We appreciate all of your fun printables!

Jody R.

says:

Great suggestions. I need to turn my phone off as I know half our problems with spelling is my own distraction.

Edith

says:

Where was that when i was young????? Awsome

Robin E.

says: Customer Service

I know, Edith. I’ve wondered the same thing. 😊

Dawn Goodno

says:

Great tips!

Jennifer

says:

I have no tips other than to say I hated spelling and hope my children don’t!

Rena Walter

says:

These are great ideas, I’ll try them out.

Maria

says:

Love the spelling program and can’t wait to start the reading program.

JoAnna

says:

Great suggestions!
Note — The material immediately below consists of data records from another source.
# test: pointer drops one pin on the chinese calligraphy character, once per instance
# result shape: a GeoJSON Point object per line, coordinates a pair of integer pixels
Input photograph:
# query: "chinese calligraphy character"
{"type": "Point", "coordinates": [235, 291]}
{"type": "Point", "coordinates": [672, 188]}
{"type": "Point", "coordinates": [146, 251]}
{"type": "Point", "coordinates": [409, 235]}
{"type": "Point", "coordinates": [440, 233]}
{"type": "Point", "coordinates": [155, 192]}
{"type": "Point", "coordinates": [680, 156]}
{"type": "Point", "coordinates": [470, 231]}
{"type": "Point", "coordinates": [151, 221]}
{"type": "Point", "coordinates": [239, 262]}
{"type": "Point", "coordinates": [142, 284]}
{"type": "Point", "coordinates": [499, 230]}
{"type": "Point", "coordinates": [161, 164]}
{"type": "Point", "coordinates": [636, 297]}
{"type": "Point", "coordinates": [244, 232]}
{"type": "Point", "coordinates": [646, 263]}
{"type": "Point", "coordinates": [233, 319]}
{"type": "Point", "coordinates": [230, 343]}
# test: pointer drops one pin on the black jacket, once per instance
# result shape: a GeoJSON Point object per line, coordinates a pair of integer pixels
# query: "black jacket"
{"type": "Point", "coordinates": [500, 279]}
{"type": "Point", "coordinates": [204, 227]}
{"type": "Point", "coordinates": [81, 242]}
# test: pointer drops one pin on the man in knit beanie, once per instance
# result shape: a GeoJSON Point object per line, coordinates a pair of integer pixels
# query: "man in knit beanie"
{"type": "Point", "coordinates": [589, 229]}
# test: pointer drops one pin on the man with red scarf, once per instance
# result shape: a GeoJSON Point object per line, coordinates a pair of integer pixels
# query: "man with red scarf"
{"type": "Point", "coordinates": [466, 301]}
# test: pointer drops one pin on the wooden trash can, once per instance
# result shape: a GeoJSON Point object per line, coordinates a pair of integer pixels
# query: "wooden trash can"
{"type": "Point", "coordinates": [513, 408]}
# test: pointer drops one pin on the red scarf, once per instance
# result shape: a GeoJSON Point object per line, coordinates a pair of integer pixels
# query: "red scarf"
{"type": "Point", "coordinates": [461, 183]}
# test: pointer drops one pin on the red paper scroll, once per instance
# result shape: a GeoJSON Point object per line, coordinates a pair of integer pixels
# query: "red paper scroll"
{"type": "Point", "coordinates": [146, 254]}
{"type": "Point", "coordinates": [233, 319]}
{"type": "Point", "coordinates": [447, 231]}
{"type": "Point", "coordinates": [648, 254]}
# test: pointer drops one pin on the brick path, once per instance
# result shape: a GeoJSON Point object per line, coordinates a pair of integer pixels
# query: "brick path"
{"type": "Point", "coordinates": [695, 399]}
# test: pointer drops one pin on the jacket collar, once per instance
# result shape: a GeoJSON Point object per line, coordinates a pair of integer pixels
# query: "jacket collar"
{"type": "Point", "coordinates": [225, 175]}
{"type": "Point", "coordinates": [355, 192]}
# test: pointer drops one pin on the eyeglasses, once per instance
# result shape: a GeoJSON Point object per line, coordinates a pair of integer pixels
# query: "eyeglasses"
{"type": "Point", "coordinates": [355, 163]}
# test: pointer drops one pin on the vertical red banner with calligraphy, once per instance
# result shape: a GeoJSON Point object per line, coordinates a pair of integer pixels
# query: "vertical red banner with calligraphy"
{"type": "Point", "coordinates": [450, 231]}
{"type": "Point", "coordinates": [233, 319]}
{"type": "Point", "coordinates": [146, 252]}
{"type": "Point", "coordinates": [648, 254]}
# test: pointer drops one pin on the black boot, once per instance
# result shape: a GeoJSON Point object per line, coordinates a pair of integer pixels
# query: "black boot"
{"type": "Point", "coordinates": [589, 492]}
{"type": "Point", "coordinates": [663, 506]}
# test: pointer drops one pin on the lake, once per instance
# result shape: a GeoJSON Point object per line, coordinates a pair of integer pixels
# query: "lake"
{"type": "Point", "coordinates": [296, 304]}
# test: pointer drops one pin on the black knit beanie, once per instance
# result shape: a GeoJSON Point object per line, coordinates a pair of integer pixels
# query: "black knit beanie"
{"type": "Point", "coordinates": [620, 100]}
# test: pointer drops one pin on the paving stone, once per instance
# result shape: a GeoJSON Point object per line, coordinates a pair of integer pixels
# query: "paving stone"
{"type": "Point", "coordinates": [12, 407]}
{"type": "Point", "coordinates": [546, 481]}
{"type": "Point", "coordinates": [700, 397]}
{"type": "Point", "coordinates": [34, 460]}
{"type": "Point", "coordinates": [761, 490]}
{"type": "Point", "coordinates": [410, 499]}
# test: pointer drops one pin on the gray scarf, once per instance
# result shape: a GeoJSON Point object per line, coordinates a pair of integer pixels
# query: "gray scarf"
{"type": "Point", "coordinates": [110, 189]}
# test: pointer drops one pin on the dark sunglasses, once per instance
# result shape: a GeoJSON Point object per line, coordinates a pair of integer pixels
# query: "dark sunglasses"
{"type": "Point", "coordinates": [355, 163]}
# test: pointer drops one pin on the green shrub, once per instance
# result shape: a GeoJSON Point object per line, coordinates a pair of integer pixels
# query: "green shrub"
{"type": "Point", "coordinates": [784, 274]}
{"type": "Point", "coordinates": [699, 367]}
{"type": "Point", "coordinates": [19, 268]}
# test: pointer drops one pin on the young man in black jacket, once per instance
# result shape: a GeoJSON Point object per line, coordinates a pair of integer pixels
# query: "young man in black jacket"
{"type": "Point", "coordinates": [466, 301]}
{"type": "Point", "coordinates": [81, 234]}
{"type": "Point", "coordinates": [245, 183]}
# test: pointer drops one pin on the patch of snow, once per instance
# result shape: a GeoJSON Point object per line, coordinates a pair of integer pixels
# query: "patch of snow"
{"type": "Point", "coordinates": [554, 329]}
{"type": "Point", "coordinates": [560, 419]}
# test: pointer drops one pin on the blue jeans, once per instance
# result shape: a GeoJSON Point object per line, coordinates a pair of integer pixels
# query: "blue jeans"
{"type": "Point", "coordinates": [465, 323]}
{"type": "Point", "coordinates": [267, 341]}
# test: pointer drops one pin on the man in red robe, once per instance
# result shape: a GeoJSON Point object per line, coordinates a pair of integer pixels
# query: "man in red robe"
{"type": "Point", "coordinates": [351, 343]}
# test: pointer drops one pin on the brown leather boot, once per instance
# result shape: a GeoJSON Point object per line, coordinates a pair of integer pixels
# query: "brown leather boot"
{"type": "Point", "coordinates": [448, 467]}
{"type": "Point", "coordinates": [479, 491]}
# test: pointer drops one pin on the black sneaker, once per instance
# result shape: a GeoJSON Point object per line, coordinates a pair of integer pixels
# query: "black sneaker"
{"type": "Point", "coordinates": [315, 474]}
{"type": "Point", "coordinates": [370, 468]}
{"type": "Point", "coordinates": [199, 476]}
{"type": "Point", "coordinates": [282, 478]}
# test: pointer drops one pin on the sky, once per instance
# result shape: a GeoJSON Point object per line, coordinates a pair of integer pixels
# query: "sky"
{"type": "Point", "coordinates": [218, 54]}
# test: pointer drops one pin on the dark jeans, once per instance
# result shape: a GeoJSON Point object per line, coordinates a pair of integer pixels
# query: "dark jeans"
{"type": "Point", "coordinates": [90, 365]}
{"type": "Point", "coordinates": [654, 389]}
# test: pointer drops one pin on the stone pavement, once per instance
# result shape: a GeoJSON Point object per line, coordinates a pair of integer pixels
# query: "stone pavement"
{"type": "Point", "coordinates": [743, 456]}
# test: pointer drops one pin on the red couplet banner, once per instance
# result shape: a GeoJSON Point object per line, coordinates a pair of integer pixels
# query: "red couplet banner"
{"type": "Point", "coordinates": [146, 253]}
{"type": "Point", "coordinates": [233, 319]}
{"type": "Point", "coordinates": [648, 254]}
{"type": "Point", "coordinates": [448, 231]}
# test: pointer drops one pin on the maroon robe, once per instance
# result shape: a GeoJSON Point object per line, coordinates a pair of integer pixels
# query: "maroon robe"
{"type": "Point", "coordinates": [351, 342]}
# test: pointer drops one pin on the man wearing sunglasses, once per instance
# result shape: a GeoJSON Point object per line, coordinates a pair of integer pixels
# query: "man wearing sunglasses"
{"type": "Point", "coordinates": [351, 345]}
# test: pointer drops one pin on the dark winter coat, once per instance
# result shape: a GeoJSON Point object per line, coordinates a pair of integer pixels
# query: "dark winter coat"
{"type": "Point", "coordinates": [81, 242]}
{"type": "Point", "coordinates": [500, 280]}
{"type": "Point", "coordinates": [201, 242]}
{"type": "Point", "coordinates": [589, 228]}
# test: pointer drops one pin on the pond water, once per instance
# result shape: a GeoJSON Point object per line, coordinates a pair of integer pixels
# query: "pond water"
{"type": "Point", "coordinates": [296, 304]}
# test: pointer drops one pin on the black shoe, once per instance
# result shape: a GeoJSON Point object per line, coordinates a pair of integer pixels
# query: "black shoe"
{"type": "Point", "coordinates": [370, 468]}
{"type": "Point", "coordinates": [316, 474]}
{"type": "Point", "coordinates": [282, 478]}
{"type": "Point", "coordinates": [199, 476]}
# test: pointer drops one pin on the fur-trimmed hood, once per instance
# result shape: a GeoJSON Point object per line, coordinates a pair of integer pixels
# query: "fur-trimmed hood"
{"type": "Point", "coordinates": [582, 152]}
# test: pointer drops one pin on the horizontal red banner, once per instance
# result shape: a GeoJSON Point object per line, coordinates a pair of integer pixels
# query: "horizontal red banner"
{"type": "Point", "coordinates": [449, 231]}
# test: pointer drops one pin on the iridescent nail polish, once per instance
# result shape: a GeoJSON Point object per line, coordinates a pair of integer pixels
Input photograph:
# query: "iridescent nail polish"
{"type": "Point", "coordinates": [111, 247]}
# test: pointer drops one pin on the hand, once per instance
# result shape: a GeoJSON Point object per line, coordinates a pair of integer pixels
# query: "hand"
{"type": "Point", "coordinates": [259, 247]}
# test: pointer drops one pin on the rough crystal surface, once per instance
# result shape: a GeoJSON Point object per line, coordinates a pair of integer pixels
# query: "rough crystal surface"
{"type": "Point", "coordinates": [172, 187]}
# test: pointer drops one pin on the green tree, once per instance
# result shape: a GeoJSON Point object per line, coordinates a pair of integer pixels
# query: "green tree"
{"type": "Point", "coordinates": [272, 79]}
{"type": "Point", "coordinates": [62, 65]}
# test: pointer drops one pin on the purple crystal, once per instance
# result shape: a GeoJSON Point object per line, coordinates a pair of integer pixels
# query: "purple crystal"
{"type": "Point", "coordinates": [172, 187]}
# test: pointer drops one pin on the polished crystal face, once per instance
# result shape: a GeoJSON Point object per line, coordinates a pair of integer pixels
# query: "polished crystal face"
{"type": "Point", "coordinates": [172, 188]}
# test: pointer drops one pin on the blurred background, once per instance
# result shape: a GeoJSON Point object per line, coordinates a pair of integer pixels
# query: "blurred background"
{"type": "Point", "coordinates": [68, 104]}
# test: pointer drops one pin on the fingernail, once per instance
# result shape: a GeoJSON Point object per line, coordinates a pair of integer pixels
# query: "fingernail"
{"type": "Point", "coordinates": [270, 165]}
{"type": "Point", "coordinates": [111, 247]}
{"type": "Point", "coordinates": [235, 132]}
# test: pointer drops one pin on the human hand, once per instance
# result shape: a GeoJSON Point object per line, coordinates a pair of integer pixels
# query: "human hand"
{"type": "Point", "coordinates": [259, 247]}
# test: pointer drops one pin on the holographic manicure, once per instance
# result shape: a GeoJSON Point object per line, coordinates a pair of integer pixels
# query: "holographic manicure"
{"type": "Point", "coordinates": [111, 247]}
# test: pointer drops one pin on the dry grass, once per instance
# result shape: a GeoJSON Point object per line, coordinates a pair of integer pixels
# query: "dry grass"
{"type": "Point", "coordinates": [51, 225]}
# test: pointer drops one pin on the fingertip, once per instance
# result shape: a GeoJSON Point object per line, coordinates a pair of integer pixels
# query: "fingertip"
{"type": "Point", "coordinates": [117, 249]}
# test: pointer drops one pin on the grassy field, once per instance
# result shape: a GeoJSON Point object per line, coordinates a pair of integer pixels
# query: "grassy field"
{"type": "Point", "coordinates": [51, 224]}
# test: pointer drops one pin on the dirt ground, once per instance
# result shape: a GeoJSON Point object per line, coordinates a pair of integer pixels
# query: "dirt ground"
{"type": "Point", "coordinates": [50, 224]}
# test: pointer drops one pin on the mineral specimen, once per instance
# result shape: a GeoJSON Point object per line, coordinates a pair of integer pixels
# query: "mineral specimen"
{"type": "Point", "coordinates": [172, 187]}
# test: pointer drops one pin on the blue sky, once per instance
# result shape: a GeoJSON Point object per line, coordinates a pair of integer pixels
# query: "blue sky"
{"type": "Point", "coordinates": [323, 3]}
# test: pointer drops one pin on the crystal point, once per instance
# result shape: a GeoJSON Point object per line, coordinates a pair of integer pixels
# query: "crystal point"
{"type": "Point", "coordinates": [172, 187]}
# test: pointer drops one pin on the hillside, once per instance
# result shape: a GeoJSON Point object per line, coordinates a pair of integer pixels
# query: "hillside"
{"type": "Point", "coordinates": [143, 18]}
Thank you.

ALogan

says:

Can’t wait to start this program

kelly

says:

very informative

JWood

says:

We love the fun free resources!

Denice Kienbaum

says:

My kids ask to do this spelling program

Lindsey Thornton

says:

We finished AAS level one and can’t wait to start level 2. It compliments the reading program so well!

Lauren M.

says:

Love this!

Kimberly

says:

I have been interested in checking out this program😊

Kaitlin

says:

Almost finished with Level 1 and it’s going great!

Julia V. Hilts

says:

Great article! Thank you!

Laura

says:

Thanks for all the helpful tips! We love your curriculum!

Very helpful information I plan on using it when I begin teaching my son spelling

Susan Eggers

says:

Great tips! Having a systematic and enjoyable spelling curriculum helps a lot, too!